Voting has already begun in the Eastern parts of Russia in the 2012 presidential elections, where Vladimir Putin is contesting to win a six year term with four other candidates. This is the first election after the presidential term was increased to six years.
Holding an election in Russia is a mammoth process. It starts at 8 a.m. in each of the nine time zones in the Russian territory and will end 12 hours later. Therefore, when the Western city of Kaliningrad opens the voting centres, the Easternmost Chukotka and Kamchatka will be at the last few hours of voting.
Although the election fields five candidates, all eyes will be on the former President and the current Prime Minister Vladimir Putin, who has dominated the Russian political arena in the last dozen years. The interesting question will be whether the Russian people would give him an overwhelming majority (above 50%) or force him into a second round. This would not have been such an ‘interesting’ question about a year ago when the United Russia Party seemed invincible. Yet, with the electoral setback and allegations of fraud in the general election of late 2011, which was followed by anti-government protests, Putin’s popularity plummeted. Meanwhile, the emergence of Mikhail Prokhorov as an alternative to Putin further raised questions on the latter’s re-election as President, although a victory by Prokhorov now seems to be a distant possibility.
Prokhorov, a multi-billionaire, is by far the richest and youngest man in the election. He is also the tallest among the five candidates and the most sought after bachelor in Russia. He is, therefore, not a stranger to Russian society even though he is a stranger to Russian politics. All the other candidates have been defeated in earlier bids for presidency. Gennady Zyuganov, the Communist, has always been the second in the previous bids in 1996, 2000 and 2008. In the earlier instance he offered a credible challenge but on the other two instances he was way behind the eventual winners.

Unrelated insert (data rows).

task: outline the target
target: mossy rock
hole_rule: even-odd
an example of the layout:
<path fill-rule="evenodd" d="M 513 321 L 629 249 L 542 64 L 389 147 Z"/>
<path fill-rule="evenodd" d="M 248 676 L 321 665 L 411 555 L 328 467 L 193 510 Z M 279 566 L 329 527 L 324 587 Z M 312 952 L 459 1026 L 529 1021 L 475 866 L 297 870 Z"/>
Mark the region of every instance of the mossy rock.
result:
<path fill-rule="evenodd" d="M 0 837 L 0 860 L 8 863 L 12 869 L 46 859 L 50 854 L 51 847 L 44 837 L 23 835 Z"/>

Vladimir Zhirinovsky, the eccentric Liberal Democrat leader is a veteran at Presidential elections and at losing them. He has been in the contests in four earlier elections, refusing to run in 2004. In 2008, he received just over 9% of the vote. Sergei Mironov, the leader of “Just Russia” contested the 2004 elections but supported Vladimir Putin at that election.

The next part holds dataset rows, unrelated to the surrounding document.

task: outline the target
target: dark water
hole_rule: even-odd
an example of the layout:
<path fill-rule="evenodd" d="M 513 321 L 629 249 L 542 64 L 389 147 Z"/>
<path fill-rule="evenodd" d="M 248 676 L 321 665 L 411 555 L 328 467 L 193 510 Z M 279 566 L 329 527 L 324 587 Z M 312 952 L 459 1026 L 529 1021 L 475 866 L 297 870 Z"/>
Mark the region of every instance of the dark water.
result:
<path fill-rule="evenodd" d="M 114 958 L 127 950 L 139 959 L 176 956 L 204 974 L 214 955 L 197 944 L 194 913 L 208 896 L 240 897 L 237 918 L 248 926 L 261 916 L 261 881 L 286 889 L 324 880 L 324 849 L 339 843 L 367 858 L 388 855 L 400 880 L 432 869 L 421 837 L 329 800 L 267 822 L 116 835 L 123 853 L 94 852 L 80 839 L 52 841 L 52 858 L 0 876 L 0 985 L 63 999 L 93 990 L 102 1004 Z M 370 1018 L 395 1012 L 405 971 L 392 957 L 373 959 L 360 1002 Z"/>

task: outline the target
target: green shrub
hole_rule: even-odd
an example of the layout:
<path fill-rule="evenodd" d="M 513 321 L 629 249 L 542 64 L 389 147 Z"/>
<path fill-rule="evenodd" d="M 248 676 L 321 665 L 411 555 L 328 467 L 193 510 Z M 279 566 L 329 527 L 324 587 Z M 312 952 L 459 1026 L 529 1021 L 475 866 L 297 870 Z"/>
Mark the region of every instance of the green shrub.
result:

In the 2012 election, Vladimir Putin is expected to lead the pack by far as the other votes will be split among the four other candidates. Still it is unclear as to who will be the second best performer. However, there are indications that it would hardly matter. Opinion polls in December and January showed that Putin will not be able to win the election in first round itself. However, he has regained some lost ground and may do better than his first presidential victory in 2000, where he won just over 53% of the vote. Even if he fails to win the presidency today, he will almost certainly defeat any opponent in a head on battle in the second round, given the antagonism between some candidates in the opposition camp.
However, if the opposition forces Putin into a second round, it will be a victory in itself. It will prove that Putin does not have the support of the majority of the Russian people, something he had taken for granted in the twelve years from 2000.